PET/CT scans are the most important diagnostic tools for differential diagnosis of radiation myelopathy from primary spinal cord lesions and spinal metastases.[125] Fludeoxyglucose (FDG) is a glucose analog that is phosphorylated in the cells but which is not further metabolized. Most malignant tumors show increased uptake of FDG, because malignant transformation and tumor cell growth are associated with over expression of glucose transporters and increased hexokinase activity.[7] In our case, there was no pathological FDG uptake suggesting malignancy at the spinal cord in the thoracic region. However, our case was diagnosed as radiation myelopathy because of absence of pathologic FDG activity in the spinal cord.
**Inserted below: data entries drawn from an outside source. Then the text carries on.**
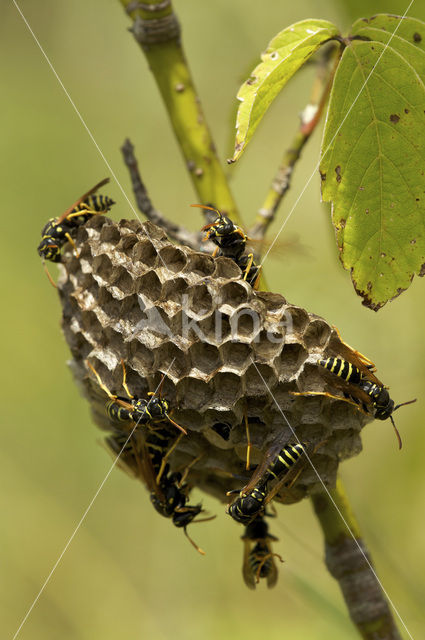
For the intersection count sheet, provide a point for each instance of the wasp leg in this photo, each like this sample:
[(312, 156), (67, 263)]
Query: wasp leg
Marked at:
[(256, 283), (124, 380), (249, 265), (248, 444), (72, 243), (101, 384), (165, 458), (52, 282)]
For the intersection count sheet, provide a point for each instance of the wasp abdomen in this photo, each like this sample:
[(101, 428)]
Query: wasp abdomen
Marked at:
[(343, 369)]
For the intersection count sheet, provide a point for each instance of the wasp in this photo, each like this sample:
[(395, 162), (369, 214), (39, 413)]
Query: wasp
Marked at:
[(143, 411), (146, 454), (259, 559), (168, 492), (254, 497), (362, 388), (230, 241), (57, 231)]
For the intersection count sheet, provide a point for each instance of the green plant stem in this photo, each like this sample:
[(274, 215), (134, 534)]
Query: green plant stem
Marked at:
[(309, 120), (345, 560), (157, 31)]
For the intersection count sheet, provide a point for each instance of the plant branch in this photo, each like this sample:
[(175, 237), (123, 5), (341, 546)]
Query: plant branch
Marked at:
[(365, 600), (310, 117), (157, 31), (144, 203)]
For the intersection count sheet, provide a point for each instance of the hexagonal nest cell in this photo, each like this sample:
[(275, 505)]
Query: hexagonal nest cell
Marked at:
[(229, 358)]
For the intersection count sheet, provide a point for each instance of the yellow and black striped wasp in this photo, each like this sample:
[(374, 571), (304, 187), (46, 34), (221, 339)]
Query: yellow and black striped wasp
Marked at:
[(254, 497), (146, 452), (230, 241), (57, 231), (259, 559), (360, 387), (141, 411)]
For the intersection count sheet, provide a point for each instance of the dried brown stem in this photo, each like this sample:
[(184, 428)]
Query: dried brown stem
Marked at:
[(348, 561)]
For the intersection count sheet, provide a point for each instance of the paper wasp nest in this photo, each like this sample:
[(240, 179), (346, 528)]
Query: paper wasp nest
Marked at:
[(226, 350)]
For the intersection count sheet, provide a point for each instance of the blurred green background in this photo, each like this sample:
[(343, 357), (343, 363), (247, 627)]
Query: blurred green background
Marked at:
[(129, 573)]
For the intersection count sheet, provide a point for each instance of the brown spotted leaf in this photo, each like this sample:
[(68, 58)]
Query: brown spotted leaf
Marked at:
[(373, 156), (285, 54)]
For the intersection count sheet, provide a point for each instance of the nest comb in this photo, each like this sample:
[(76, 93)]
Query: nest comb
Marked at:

In PET studies performed in previous years, due to low spatial resolution of PET cameras, pathologic changes showing usually focal radiation necrosis of the brain (such as decreased FDG uptake and perfusion) were studied. However, very few studies were conducted on the spinal cord.[8] Normally the spinal cord has a very low FDG uptake, because of the considerable proportion of white matter with a low FDG uptake relative to small bulk of the gray matter.[910] Instead of a decreased FDG uptake of the spinal cord region exposed to high-dose irradiation, as expected on the basis of brain studies relating to radiation injury, we observed an increased FDG accumulation in the irradiated region. An elevated glucose metabolic rate can be a concomitant sign, with cell division or inflammatory processes. The irradiated part of the spinal cord, however, did not exhibit a higher than background methionine accumulation, providing strong evidence against a significant cell proliferation.[11]
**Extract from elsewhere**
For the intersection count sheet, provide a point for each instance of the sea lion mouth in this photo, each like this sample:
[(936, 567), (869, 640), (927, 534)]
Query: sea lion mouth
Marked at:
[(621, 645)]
Inflammation is an energy-demanding process, and could therefore be a reason for an increased glucose consumption. The results of pathological studies emphasized that inflammatory reaction is important in radiation myelopathy.[91213] Secondly, a decreased FDG uptake of the brain following high-dose radiation may support the argument that inflammatory reactions of glial and astrocytic elements of the spinal cord would probably not cause a considerable increase in FDG accumulation.[8] Thus, the explanation of the increased glucose consumption may be based on other phenomena involving an augmented energy requirement.[121314]
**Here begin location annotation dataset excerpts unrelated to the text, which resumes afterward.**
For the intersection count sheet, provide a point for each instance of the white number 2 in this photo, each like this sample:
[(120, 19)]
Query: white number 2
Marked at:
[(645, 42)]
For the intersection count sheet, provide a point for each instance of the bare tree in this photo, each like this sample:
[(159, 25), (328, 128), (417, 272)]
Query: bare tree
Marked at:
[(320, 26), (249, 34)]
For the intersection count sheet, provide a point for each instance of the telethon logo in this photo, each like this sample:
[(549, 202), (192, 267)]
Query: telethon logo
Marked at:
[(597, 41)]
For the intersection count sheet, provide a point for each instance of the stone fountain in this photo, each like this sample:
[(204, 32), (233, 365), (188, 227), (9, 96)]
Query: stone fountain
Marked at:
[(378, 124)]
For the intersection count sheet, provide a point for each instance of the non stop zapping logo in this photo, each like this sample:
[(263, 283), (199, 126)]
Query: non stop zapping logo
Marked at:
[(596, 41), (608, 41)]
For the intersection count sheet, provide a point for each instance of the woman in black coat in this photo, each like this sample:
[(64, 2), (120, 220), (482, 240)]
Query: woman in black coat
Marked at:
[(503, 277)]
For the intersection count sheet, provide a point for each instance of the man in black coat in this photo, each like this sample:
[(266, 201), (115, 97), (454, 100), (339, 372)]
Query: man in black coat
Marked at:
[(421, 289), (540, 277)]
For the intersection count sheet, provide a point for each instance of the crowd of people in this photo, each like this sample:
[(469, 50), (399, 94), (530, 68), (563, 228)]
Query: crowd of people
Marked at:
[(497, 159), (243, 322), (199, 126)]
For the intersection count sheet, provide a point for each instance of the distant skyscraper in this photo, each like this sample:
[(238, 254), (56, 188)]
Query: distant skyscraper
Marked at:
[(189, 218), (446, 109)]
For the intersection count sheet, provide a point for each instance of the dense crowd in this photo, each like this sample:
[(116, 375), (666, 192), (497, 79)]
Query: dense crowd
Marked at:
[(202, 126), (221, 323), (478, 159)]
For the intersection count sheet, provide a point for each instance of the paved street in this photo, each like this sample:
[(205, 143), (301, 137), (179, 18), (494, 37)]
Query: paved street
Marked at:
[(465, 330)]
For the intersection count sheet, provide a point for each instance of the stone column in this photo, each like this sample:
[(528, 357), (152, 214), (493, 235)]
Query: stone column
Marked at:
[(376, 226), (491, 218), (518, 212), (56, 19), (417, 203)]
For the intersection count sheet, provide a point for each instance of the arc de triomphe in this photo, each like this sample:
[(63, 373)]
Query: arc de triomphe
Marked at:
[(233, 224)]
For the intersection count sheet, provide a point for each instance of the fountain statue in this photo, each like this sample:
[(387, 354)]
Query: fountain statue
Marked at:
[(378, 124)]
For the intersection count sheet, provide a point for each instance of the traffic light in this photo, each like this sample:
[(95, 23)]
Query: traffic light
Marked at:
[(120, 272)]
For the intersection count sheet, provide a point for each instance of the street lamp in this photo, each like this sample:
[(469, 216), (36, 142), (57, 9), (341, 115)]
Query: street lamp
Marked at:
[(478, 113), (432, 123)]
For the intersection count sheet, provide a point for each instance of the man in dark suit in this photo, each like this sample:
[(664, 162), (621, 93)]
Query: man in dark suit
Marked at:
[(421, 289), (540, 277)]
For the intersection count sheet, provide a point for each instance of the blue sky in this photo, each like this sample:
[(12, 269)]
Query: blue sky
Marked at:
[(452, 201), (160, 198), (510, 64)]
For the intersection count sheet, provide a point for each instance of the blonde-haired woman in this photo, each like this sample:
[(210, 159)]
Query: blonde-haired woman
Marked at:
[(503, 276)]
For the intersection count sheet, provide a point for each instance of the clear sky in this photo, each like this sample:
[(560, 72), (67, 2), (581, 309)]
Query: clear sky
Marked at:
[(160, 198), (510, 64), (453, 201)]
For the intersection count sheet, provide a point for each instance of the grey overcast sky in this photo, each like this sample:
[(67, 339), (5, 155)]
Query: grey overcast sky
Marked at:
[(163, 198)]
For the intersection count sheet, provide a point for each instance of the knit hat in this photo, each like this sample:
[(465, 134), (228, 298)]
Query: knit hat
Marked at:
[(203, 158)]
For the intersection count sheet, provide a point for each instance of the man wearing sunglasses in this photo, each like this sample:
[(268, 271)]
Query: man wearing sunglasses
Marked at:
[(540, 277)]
Radiation damage brings about alterations in the molecular structure of the axon membrane, demyelinization being one of the most pronounced changes.[12-14] Having lost the myelin sheath, the axons display action potential conduction at a reduced speed.[1516] The extent of the neurological deficit observed in our patient during the culmination of the symptoms rendered a large-scale degeneration of the spinal cord probable, involving practically the entire white matter at the level of the irradiated region.

No treatment has conclusively been shown to be of value in DRM. Although some patients who benefited from corticosteroids, warfarin, pentoxifylline, vitamin E, and hyperbaric oxygen treatments were reported; no treatment was shown to affect the progressive course of neurological situation in the treatment of DRM. As damage in radiation myelopathy is irreversible, treatment is usually supportive. Some patients have derived a short-term benefit from steroids,[7] which may be related to the edema and inflammation. In our three patients, steroid s did not produce a beneficial effect. Although vasoactive drugs are thought to be useful in traumatic myelopathy, this is not the case in DRM.[17] Anticoagulation showed stabilization or improvement in two studies,[1819] but no subsequent publications are available to confirm these findings. Hyperbaric oxygen has been investigated and showed improvement of symptoms in six of the nine patients treated.[20] Mechanisms of action of steroids and hyperbaric oxygen used in the treatment of radiation myelopathy are unclear.[3] Depending on the severity of the outcome, and in view of the low risk of side-effects of these three therapies, a combination of treatments may be proposed. In our case, no positive response to steroid treatment could be achieved and improvement in clinical symptoms was observed with supporting physical therapy program.

As a result, PET/CT examination has an important role in diagnosis of radiation myelopathy and differential diagnosis from other lesions, and also is a valuable diagnostic method in planning of treatment.